The most important Christian rituals are called sacraments, sacred rites that convey God's sacred power or grace. Baptism and Eucharist are the two most important sacraments, and are practiced by most Christians. In many Protestant communities, these two rites are not called sacraments, but ordinances, and are usually understood not to be channels of grace so much as acts of commemoration and symbolic identification with Christ.
Baptism, the Christian rite of initiation, is a ritual cleansing with water. Being observant Jews, the early Christians integrated the ancient Jewish practice of ritual bathing into Christian practice (e.g., Leviticus 14:8). Baptism was also used to initiate converts to Judaism, and the Essenes, contemporaries of Jesus, practiced a daily ritual of bathing. According to accounts in the Gospels, John the Baptizer, who baptized his followers as a sign of repentance, baptized Jesus as well. Jesus later instructed his followers to baptize others. For early Christians, baptism was a sign of moral purification, the beginning of new and eternal life, and an indication of the Christian's readiness for the coming Kingdom of God.

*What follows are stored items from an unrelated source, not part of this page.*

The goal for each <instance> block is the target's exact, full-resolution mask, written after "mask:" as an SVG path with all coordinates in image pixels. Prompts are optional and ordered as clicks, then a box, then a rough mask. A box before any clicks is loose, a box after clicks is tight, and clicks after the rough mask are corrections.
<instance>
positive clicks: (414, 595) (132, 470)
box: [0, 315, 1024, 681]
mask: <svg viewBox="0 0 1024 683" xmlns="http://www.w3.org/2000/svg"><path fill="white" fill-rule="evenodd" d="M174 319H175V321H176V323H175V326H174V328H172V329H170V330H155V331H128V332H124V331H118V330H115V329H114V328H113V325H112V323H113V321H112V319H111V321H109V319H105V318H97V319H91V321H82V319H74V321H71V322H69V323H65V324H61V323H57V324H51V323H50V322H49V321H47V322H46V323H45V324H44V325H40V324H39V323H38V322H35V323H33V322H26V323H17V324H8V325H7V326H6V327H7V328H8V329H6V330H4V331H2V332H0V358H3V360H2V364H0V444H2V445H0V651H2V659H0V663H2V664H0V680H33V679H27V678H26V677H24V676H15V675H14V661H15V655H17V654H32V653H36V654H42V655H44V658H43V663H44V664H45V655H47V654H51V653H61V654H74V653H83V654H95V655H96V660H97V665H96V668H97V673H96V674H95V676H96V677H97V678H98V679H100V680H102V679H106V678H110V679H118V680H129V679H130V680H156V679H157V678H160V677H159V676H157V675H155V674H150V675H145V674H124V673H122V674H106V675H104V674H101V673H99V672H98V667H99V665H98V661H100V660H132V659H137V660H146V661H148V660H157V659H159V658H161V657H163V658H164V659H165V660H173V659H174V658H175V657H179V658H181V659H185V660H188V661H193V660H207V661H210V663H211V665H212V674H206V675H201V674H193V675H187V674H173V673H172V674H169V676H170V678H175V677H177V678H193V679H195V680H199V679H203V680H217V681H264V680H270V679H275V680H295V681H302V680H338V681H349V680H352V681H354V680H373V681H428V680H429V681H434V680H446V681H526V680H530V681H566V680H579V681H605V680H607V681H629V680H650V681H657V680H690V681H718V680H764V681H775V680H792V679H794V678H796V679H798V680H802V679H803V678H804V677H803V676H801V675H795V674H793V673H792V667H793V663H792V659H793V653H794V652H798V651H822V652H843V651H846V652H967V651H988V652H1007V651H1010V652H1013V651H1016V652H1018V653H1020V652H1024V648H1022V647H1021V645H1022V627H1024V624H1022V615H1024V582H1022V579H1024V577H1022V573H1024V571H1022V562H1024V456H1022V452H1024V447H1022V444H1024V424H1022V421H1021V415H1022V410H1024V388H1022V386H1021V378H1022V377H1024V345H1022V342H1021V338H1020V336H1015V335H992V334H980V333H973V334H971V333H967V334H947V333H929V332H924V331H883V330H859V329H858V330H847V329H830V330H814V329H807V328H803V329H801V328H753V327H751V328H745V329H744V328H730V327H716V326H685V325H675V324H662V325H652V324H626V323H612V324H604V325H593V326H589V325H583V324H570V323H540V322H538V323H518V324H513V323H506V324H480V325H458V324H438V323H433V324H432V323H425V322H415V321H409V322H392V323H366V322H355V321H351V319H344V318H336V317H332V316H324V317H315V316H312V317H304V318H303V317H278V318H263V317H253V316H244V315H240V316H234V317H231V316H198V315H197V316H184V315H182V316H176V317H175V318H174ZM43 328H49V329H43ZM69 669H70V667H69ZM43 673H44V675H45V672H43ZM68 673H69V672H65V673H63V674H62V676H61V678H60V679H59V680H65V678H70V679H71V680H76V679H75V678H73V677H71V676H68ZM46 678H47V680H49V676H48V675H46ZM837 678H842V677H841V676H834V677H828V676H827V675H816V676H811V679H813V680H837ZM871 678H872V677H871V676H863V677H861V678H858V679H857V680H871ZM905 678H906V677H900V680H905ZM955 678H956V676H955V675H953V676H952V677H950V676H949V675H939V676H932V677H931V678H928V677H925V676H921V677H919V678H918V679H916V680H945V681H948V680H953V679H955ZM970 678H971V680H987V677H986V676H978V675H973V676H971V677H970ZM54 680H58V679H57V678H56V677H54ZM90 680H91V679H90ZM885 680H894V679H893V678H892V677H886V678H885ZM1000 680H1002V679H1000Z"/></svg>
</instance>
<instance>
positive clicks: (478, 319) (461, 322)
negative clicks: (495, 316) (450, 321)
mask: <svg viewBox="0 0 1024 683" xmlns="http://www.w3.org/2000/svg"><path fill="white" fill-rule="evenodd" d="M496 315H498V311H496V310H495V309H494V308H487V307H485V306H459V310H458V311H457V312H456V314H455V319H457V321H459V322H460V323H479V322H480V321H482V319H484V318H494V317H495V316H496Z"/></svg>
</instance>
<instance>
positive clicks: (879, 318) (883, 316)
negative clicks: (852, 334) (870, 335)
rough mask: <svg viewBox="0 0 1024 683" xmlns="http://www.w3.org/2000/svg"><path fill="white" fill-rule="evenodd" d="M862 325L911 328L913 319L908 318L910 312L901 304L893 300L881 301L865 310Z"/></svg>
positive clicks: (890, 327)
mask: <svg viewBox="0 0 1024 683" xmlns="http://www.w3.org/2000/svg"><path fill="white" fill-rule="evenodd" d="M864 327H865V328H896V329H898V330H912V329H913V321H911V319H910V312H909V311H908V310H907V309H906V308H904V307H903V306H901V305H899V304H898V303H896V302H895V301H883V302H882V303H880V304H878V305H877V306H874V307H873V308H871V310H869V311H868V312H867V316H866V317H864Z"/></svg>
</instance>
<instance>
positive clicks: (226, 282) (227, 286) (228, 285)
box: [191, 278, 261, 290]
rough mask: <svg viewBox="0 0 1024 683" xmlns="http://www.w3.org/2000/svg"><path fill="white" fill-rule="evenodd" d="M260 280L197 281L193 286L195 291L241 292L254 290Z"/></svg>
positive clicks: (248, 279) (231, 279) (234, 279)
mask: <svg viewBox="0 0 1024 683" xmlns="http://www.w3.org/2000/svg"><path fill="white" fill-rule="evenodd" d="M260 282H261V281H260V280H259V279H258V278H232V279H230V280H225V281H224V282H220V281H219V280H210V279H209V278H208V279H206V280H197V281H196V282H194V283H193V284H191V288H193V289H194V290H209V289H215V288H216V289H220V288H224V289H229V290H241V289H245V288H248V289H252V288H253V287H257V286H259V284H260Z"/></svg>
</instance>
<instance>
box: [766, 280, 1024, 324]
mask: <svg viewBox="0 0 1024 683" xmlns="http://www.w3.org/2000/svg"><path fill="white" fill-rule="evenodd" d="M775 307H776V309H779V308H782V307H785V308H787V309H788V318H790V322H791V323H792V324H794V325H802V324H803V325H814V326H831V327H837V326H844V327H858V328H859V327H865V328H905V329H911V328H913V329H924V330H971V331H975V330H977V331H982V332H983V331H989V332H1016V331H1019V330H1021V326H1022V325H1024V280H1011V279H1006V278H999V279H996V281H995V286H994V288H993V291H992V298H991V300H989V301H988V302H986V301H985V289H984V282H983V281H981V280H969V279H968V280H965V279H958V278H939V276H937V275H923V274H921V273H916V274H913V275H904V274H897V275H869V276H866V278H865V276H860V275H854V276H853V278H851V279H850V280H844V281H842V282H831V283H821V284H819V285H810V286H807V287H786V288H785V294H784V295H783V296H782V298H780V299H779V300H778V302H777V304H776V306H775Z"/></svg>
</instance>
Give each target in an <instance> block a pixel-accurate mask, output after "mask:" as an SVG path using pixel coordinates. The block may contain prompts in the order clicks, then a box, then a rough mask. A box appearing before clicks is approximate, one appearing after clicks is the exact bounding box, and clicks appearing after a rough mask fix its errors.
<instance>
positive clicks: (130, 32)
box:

The first Christians conducted baptisms by total immersion in water. Many Christian groups still practice this immersive type of baptism, while others adopt a more symbolic sprinkling of the head with water. In the early years of Christianity, adults, not children, were baptized, and Christians would sometimes delay baptism until death, so that the sins of a lifetime could be washed away just prior to the soul's judgment before God. The practice of infant baptism emerged sometime within the first few centuries, and the liturgical churches still practice infant baptism. However, some Protestant groups teach that baptism should be voluntary and baptize only adult initiates.

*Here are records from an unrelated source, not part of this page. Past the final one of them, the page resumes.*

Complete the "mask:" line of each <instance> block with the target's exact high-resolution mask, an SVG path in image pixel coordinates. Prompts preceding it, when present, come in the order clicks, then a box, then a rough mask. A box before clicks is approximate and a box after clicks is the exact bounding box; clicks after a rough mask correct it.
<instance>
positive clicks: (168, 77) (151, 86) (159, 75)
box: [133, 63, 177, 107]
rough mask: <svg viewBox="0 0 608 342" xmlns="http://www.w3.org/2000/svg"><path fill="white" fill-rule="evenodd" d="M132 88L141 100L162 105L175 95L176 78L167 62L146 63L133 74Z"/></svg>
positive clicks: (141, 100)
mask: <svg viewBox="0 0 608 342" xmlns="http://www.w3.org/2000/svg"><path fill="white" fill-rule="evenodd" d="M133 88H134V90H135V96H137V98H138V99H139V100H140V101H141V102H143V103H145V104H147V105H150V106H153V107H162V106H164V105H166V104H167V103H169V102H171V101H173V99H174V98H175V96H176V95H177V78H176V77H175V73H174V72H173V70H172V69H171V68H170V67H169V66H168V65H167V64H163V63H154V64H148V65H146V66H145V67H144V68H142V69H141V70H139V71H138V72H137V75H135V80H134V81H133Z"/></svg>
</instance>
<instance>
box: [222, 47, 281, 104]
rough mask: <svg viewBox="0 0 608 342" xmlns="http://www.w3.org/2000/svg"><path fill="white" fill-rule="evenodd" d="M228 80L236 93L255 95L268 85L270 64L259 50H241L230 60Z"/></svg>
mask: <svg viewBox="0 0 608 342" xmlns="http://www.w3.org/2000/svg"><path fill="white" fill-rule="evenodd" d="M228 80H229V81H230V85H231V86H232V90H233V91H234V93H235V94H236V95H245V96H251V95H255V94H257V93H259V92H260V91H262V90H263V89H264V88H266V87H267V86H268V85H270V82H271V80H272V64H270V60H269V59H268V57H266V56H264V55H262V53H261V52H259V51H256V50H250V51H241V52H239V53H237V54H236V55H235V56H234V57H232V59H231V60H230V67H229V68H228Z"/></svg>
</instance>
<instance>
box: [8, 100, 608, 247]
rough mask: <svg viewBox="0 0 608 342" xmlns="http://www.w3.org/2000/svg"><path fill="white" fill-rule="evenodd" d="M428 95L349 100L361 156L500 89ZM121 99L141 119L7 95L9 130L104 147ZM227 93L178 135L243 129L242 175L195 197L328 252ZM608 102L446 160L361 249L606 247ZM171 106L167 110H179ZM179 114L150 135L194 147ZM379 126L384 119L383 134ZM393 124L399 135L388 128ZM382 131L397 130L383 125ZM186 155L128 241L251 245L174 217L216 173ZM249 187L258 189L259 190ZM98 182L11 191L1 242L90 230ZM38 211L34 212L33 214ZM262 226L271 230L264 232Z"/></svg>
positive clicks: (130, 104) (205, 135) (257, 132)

The distinctive Christian practice of the Eucharist also dates to the first Christians. Known also as the Lord's Supper, or Holy Communion, Christians believe that Jesus instituted the practice during the Passover meal he shared with his followers just before his arrest and death. As a remembrance of the death and resurrection of Jesus, early Christians met weekly to share meals of bread and wine, accompanied by prayer. In his first letter to the Corinthians, Paul instructed this early Christian congregation on the sharing of the Lord's Supper and explained the reason for the sacrament:
The Lord Jesus, on the night he was betrayed, took bread, and when he had given thanks, he broke it and said, "This is my body, which is for you; do this in remembrance of me." In the same way, after supper he took the cup, saying, "This cup is the new covenant in my blood; do this, whenever you drink it, in remembrance of me" (1 Corinthians 11:23-26).